One of the most common criticisms of earlier improvement models like total quality management (TQM) was having resources wasted on projects that did not really make a difference in terms of meeting customer needs or meeting strategic goals. That is why an integral component of the Lean Six Sigma model is selecting and working the right projects. Those are the projects with the greatest potential for creating value in the organization. That is, they either contribute to profits or cost cutting or both. Such an approach needs to integrate knowledge about customer needs (voice of the customer), business needs and market forces.

5. Continue to Evolve

According to Jack Welch, retired CEO of GE, one of the key components of strategy, “is all about finding best practices, adapting them, and continually improving them.

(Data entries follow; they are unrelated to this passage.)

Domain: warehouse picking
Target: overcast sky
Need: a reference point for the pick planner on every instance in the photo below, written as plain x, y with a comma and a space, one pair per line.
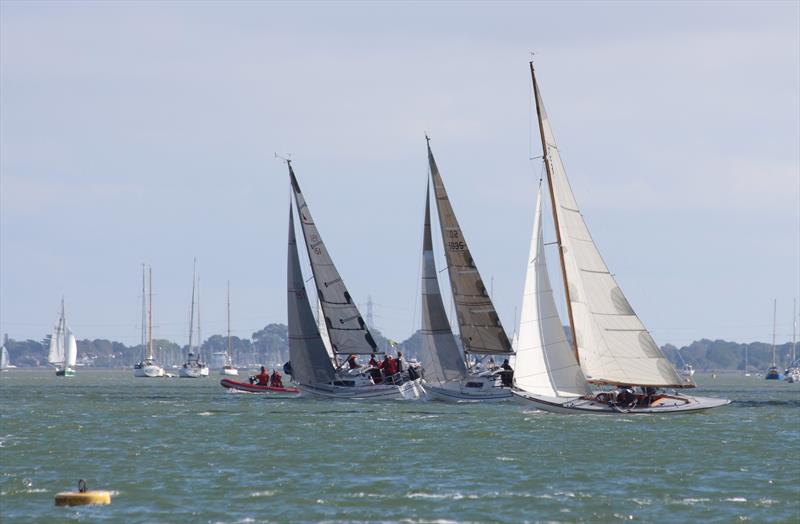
146, 132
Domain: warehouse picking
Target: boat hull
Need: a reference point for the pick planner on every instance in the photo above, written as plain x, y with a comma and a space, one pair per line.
578, 405
408, 390
255, 388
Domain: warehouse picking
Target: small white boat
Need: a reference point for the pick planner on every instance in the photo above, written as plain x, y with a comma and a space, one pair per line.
148, 367
611, 347
63, 351
447, 375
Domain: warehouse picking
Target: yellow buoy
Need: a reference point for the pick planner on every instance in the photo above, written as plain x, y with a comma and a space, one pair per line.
83, 497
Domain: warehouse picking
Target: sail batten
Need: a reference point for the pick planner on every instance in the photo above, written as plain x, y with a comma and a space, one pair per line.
346, 328
479, 325
441, 358
613, 345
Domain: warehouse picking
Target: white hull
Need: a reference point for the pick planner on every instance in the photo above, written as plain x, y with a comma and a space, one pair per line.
580, 405
457, 392
410, 390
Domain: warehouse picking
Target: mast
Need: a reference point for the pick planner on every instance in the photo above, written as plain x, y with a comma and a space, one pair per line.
774, 313
548, 167
150, 316
144, 316
191, 315
228, 294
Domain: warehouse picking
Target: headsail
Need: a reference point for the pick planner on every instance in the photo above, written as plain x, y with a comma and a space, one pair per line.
441, 358
347, 330
479, 325
310, 361
545, 363
613, 344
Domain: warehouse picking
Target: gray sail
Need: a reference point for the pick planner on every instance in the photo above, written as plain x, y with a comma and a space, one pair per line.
441, 358
310, 361
346, 328
479, 325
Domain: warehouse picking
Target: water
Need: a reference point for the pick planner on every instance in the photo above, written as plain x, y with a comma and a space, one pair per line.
177, 450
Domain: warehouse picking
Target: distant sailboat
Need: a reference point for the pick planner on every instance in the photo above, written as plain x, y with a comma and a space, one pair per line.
611, 346
148, 367
448, 375
63, 347
229, 368
194, 367
772, 372
311, 366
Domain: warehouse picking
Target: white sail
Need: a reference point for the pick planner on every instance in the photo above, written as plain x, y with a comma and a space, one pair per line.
545, 363
72, 351
478, 323
346, 327
310, 361
613, 344
56, 355
323, 330
441, 358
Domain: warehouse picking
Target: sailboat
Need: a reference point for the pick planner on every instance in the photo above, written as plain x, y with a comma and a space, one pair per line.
314, 371
610, 345
449, 376
229, 369
772, 372
194, 367
147, 367
63, 347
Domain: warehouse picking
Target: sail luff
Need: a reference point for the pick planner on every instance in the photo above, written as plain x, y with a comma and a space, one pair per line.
548, 169
480, 328
614, 347
442, 360
347, 330
307, 354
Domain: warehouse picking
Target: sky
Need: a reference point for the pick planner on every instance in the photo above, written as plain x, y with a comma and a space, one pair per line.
146, 132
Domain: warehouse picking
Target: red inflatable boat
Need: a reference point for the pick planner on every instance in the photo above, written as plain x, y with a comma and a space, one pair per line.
255, 388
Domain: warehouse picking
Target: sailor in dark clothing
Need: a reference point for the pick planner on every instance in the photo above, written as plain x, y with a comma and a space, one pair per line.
507, 374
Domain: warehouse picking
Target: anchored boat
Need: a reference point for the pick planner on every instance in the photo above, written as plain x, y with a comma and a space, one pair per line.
63, 347
311, 367
610, 345
448, 376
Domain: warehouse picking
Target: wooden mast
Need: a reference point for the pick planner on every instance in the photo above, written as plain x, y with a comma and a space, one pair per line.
548, 167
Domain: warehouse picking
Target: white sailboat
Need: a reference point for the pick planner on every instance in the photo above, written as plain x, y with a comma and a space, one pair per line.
449, 376
194, 367
229, 369
148, 367
311, 367
610, 345
63, 347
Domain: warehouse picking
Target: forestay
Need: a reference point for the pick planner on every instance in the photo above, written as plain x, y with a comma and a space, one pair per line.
479, 325
441, 358
613, 344
346, 328
545, 363
310, 361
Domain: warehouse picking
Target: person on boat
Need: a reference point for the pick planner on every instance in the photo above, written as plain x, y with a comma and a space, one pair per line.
263, 377
275, 380
507, 374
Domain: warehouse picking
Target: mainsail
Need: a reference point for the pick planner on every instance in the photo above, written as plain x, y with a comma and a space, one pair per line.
57, 352
479, 325
613, 344
347, 330
545, 364
441, 358
310, 361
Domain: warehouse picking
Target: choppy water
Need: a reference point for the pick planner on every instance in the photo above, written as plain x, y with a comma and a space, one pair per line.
177, 450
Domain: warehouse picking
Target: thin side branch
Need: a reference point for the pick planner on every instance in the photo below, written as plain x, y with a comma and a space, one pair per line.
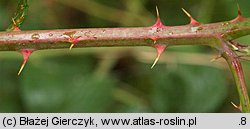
140, 36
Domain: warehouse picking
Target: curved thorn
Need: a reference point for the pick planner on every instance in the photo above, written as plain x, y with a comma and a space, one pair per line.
192, 20
21, 69
216, 58
157, 12
160, 49
235, 105
71, 46
26, 53
186, 12
239, 11
156, 60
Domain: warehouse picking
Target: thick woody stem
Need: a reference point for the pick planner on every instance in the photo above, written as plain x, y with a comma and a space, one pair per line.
141, 36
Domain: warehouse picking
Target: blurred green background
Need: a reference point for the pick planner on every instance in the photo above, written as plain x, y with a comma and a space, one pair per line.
118, 79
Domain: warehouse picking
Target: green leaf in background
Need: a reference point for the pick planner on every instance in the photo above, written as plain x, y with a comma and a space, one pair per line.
65, 84
188, 89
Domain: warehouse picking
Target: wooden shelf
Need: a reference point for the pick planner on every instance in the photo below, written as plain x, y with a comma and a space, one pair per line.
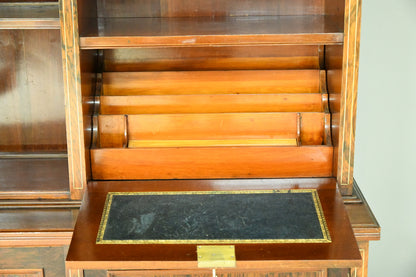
29, 15
32, 178
203, 31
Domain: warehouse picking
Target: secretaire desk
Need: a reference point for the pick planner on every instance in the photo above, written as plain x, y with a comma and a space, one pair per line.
203, 138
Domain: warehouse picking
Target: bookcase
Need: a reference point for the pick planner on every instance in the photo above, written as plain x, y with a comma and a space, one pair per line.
180, 95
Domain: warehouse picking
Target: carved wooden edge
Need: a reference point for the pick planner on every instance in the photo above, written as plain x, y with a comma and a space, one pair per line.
35, 239
349, 95
73, 97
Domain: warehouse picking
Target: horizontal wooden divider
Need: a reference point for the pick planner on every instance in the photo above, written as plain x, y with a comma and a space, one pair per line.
212, 142
269, 57
116, 130
211, 82
212, 103
211, 162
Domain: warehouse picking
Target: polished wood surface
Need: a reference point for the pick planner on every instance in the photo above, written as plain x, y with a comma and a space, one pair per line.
212, 103
211, 162
29, 15
157, 32
114, 130
212, 58
211, 142
31, 107
85, 253
208, 82
218, 272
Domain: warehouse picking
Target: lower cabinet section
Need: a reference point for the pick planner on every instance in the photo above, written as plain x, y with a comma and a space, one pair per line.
32, 261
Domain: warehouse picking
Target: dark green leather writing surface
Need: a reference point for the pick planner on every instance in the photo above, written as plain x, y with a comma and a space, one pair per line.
275, 216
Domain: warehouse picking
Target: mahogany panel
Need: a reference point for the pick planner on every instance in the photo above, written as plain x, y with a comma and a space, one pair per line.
212, 58
175, 8
208, 31
31, 107
211, 162
29, 15
211, 103
15, 220
48, 259
180, 8
85, 253
33, 178
209, 82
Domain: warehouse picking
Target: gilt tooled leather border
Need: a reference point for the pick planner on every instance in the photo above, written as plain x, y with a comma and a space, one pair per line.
326, 238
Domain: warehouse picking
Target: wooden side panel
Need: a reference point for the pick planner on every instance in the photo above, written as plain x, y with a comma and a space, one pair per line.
348, 99
208, 82
212, 58
212, 162
32, 103
211, 103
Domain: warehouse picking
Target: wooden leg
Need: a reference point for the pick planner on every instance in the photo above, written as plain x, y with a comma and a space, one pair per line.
362, 271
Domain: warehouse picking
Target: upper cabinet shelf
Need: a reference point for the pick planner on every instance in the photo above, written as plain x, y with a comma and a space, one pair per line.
43, 15
116, 32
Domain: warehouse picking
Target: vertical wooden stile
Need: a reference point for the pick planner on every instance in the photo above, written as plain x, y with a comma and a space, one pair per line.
73, 97
349, 95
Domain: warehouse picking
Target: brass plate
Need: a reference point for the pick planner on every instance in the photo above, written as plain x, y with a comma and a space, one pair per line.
214, 256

When you do that right, new product and service ideas, new processes, and opportunities for growth start to pop out everywhere and actually become the norm.” This is exactly what happened at GE under Welch’s leadership.

Companies that remain successful with Lean Six Sigma refuse to let it stagnate. They are constantly looking around for ways to keep it a living, breathing entity that continues to evolve. They adapt their deployment and add in new tools and approaches as they look for ways to keep getting better.

For example, when ITT Industries launched value-based Six Sigma in 2000, the company’s vision was to create the overarching framework for continuous improvement that would dramatically multiply its stock price over time. The company had already developed and implemented a value-based management capability. It then began rolling out the Lean and Six Sigma capability, weaving in value-based leadership and value-based product development over time. The company added Hoshin planning to enhance its project selection process and to better link to its value-based management strategies.

To accelerate its best practice process, the company has a best practice symposium every year and gives out awards to the winning teams. It holds regional Black Belt conferences to share learning as well. The company did not try to do everything at once, but has, over time, built a sustainable, continuously evolving system to improve customer satisfaction and shareholder value.

The company’s performance speaks for itself. In its 2004 annual report, this is what CEO Steve Loranger said: “Our performance over the past five years – more than 160 percent total shareholder return – far outpaces our peer group and the S&P 500…Since its introduction in 2000, [Value-Based Six Sigma (VBSS)] has significantly improved our on-time delivery, enhanced the quality performance of our products and services, and generated more than $1 billion in savings. VBSS is a set of incredibly powerful tools that are now an ingrained part of ITT Industries.”

Conclusion: Achieving Long-Term Success

These five factors – leadership engagement, a quick start, adequate preparation, value-based project selection and continued evolution – are the levers that the most successful Lean Six Sigma companies use to achieve long-term success.

That said, it seems appropriate to adapt an infamous quote from George Orwell’s Animal Farm: “All levers are equal, but some levers are more equal than others.” In this case, the “more equal” lever is the very first one – leadership engagement. If an organization has leadership engagement, if Lean Six Sigma is seen by leadership as vital to achieving strategic goals, then the initiative will continue to survive even if the deployment is imperfect in other areas.